In April 2015, it was reported that he had settled out of court with his rabbi, Yonah Pruss, who had sought over £20 million, over "two major London property deals".

Bogolyubov and fellow Ukrainian billionaire Igor Kolomoisky were being sued by another Ukrainian billionaire Viktor Pinchuk in the largest damages claim before London's High Court, for about US$2 billion, settling the case a few days before the trial was due to start.

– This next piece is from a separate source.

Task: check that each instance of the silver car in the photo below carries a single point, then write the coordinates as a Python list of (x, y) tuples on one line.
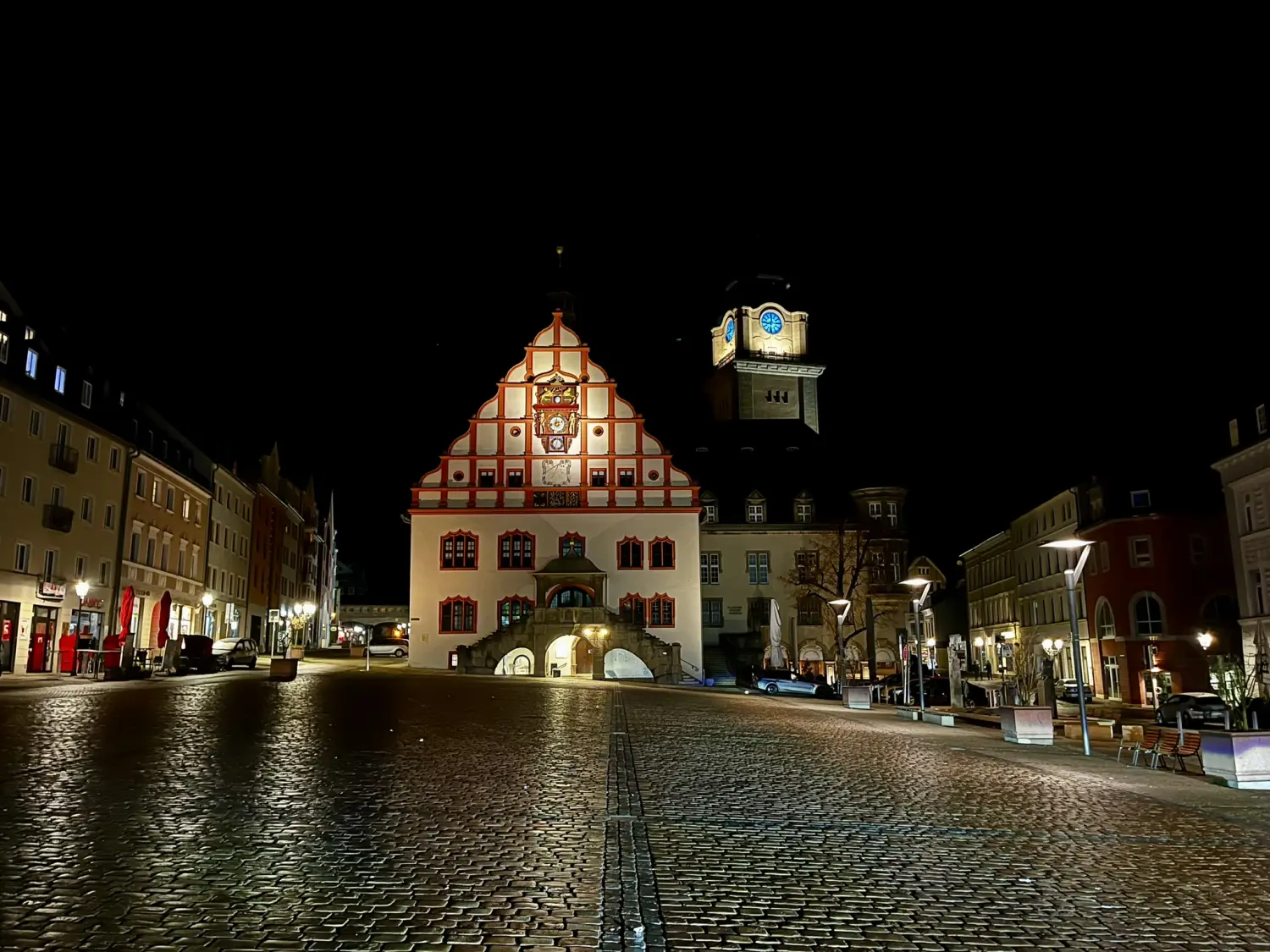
[(789, 683)]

In 2025, President Volodymyr Zelenskyy imposed sanctions on multiple oligarchs and individuals including Boholyubov on suspicion of "high treason" and assisting a terrorist organization, particularly their role in compromising national security through unfavorable business agreements with Russia. The next day, the Ukrainian Prosecutor General's Office announced the opening of criminal investigations against him and other sanctioned individuals.

==Philanthropy==
Bogolyubov has established the Bogolyubov Foundation, "a charitable organisation rooted in authentic Torah values". In 2014, his foundation funded an educational center for Jewish history in a hall excavated under Jerusalem's Muslim Quarter, among mainly Mamluk remains connected by underground spaces to the Western Wall tunnel. Bogolyubov financed the excavation and refurbishing of the underground area with ca. $20 million out of his own wealth. Bogolyubov funded the Menorah Centre, a 56,000 square meter Jewish community center with attached synagogue in Dnipropetrovsk, Ukraine.

==Personal life==
Bogolyubov was married and has six children. He separated from his wife in 2023. He resided on Belgrave Square in Belgravia, London, England, until 2023, paying his ex-wife £7m to move out of the country in an attempt to avoid legal action over alleged fraud at Privatbank by severing his ties to the United Kingdom, threatening to cut off child support to their children if she did not comply. He led a secular life until his mid-40s when he rediscovered Judaism and is a practicing Jew today.

It was reported in The Guardian that Bogolyubov had acquired Cypriot citizenship in 2016 through a "Golden visa" scheme, "as a result of him having made substantial investments in the country (via certain companies) and being fully compliant with the legal requirements at the time".

In November 2017 Bogolyubov officially declared that he was a citizen of Ukraine, United Kingdom, Israel, Cyprus. He also noted that he lived in Geneva, Switzerland.